You can’t just decide that you’re the opposite sex simply because you feel like you should be. And that glorified Vanity Fair cover? Nice Photoshopping. They could make the Geico caveman look like a lovely feminine model.
And how did he choose the name Caitlyn? Is Jenner not just a female, but a teenaged female?
Tell ya what, progressives. I still feel 18. Though my birth certificate proves that I’m 41, I feel 18 trapped in a middle aged body. And I’m going to have a ton of cosmetic surgery to look 18 again. So you’d better say that I’m 18 or the media will call you ignorant and insensitive….regardless of what my birth certificate clearly states.

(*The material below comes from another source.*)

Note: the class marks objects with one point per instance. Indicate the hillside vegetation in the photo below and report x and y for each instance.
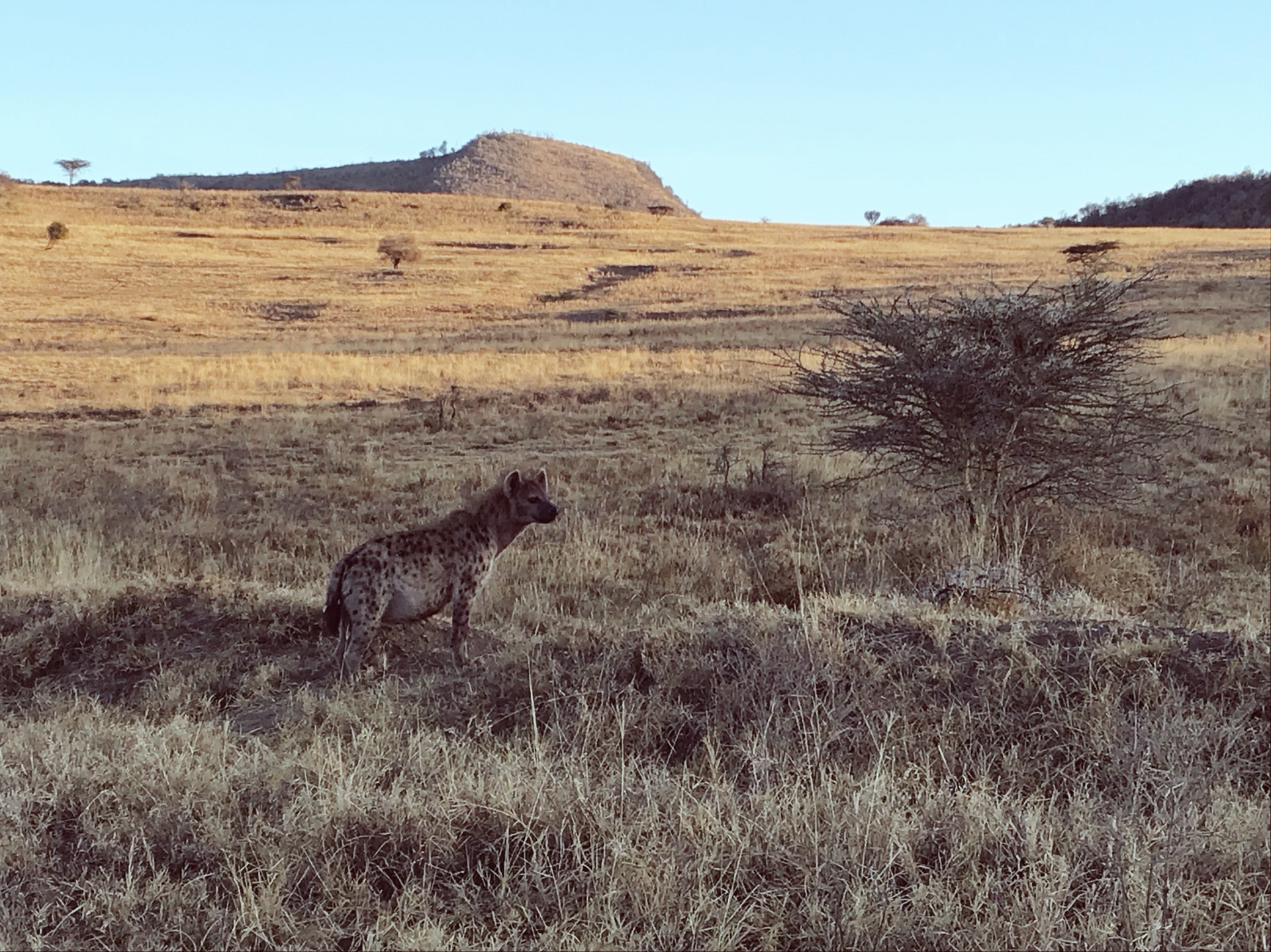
(1218, 201)
(714, 706)
(506, 164)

Okay, enough of that nonsense and onto tonight’s hard news. According to Australian animal experts, wombats defecate 80 to 100 cubic shaped poo pellets a night.
This video deserves the “WTF am I watching at 1 a.m. when I should be asleep” award.
Just watch it. Please. You’ll thank me when you get to the homemade model of the wombat digestive tract. (I had to check and make sure I wasn’t stoned.)
Don’t you want to see more videos by that woman where she makes wild animal turds out of jello in the name of science? And don’t you love how Australians use the word “scat” to describe feces?
That could cause a potentially disturbing language disconnect. “Well would you look at the time! I better scat! Don’t wanna be late.”